Testing properties of construction materials such as cement, aggregate, concrete, and asphalt. Design of Portland cement concrete mixes. Writing is a significant component of this course.
Prerequisites: CE 220 [Min Grade: D](Can be taken Concurrently)

CE 230. Plane Surveying. 3 Hours.

Fundamental topics of surveying including care and use of surveying instruments, surveying methods, error theory, traversing, stadia, mapping techniques, circular and parabolic curves, areas, and volumes. CE 230L must be taken concurrently.
Prerequisites: MA 125 [Min Grade: C] or MA 225 [Min Grade: C]

CE 230L. Plane Surveying Laboratory. 0 Hours.

Principles of land measurement, the instruments and techniques used in surveying, theory of errors and mathematical precision in engineering analysis and design. Introduction to route surveying and the principles of horizontal and vertical curves. Companion to CE 230 and must be taken concurrently.

CE 236. Environmental Engineering. 3 Hours.

Introduction to environmental engineering principles. Air and water pollution, solid waste, quality of environment, environmental health, regulations and legal considerations, and ethics and civic responsibility. Design of testing protocols.
Prerequisites: MA 125 [Min Grade: C](Can be taken Concurrently) or MA 225 [Min Grade: C](Can be taken Concurrently) and CH 117 [Min Grade: C]

CE 236L. Environmental Engineering Laboratory. 0 Hours.

Laboratory equipment and methods. Chemical and physical tests to determine characteristics of water and wastewater. Companion lab to CE 236 and must be taken concurrently.

CE 280. Sustainable Cities. 3 Hours.

Students learn how the built environment affects a variety of quality-of-life factors, including the natural environment, personal health, and broader measures of community health and well-being. Classroom lectures are reinforced through field activities, data collection, and direct interaction with the Birmingham government and community organizations. Classes focus on built environment elements such as urban design, building materials, green building design, green spaces, transportation infrastructure, and advanced technologies. Each course offered under this proposal will requires a final project that combines course topics with data collection/activities conducted in Birmingham communities. This course meets Blazer Core City s a Classroom requirement with a flag in Sustainability and Service Learning.
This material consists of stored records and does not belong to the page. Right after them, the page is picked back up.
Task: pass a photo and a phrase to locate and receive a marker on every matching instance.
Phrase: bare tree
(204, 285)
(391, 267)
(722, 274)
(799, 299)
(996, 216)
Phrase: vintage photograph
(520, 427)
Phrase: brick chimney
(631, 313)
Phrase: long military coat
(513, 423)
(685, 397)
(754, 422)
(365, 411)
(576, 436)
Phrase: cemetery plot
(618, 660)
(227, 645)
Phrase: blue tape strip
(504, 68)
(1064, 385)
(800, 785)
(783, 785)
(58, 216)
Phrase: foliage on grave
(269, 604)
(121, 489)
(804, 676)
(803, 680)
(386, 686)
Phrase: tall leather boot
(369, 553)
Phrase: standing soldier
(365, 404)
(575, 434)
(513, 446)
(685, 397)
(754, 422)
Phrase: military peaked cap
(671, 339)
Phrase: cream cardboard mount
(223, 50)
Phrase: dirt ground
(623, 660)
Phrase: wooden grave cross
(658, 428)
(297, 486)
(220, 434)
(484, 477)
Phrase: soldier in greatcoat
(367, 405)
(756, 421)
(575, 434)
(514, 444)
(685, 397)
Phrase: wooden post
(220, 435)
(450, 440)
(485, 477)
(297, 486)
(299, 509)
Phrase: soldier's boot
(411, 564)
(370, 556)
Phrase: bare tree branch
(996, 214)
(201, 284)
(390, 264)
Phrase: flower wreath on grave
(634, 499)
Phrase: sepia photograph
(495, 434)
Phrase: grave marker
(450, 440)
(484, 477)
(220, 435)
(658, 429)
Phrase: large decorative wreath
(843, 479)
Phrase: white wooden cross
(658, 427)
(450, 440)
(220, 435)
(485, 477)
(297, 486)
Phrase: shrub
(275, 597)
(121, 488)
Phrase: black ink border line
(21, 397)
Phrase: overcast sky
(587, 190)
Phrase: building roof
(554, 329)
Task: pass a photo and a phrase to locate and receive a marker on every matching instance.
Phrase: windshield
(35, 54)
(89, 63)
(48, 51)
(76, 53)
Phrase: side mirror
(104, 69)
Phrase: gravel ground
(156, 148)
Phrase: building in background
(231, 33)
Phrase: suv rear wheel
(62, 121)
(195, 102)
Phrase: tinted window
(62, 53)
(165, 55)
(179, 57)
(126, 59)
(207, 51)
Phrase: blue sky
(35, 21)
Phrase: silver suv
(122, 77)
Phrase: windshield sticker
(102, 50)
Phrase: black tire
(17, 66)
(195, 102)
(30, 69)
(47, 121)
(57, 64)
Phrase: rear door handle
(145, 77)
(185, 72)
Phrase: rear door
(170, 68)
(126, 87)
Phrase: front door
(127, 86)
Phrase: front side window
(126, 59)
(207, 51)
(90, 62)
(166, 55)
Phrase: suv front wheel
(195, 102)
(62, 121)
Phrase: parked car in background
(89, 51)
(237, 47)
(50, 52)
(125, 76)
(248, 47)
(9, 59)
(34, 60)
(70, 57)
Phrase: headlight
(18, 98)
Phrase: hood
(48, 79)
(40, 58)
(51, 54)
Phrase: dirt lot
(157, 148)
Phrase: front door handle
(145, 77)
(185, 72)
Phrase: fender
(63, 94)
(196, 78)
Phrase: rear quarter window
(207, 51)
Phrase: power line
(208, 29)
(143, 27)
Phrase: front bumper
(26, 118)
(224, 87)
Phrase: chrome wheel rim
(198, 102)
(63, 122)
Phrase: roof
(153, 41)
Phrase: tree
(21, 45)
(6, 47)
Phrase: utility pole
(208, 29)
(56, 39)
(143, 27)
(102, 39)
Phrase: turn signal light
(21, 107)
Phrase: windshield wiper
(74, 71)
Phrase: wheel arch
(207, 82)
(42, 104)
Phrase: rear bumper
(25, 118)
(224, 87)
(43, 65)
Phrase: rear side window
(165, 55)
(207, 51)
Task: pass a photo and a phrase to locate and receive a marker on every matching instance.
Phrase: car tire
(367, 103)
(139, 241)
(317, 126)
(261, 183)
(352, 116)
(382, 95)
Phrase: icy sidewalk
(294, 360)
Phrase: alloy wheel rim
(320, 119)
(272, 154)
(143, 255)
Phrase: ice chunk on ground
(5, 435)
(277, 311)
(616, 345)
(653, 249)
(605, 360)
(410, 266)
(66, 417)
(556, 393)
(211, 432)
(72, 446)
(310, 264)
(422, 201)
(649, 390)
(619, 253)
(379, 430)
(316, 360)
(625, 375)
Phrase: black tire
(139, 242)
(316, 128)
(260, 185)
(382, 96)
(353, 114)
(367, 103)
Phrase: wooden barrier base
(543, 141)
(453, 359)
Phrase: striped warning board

CE 332. Soil Engineering. 4 Hours.

Soil identification and properties, stress concepts, permeability settlement analysis, soil compaction, bearing capacity, shear strength of soil, and slope stability. CE 332L must be taken concurrently.
Prerequisites: CE 200 [Min Grade: D] and CE 220 [Min Grade: D]

CE 332L. Soil Engineering Laboratory. 0 Hours.

Soil classification, strength and shear tests, and permeability and consolidation tests. Companion to CE 332 and must be taken concurrently.

CE 337. Hydraulics. 3 Hours.

Fundamentals of hydraulics, fluids and flow in pipe systems. Topics covered in fluid flow include hydrostatics, laws of fluid motion, kinematics, dynamics, energy balance, and dimensionless groups. Topics covered in pipe flow include incompressible flow, compressibility, pumps, viscosity, boundary layers, turbulence, and losses. The courses includes appropriate laboratory experiments and computer applications.
Prerequisites: MA 126 [Min Grade: C] or MA 226 [Min Grade: C]

CE 337L. Hydraulics Laboratory. 0 Hours.

The laboratory exercises are designed to assist the student in the investigation of fluid properties, fluid statics, and application of flow measurement techniques, application of conservation laws of mass, momentum and energy, major and minor losses, and pipe networks. Companion lab to CE 337 and must be taken concurrently.

CE 344. Civil Engineering Analysis I. 3 Hours.

Inspection and treatment of data using exploratory data analysis. Descriptive statistics. Introduction to probability and commonly used distributions. Basic data analysis using regression analysis, hypothesis testing, and analysis of variance. Quantitative literacy is a significant component of this course.
Prerequisites: MA 126 [Min Grade: C] or MA 226 [Min Grade: C]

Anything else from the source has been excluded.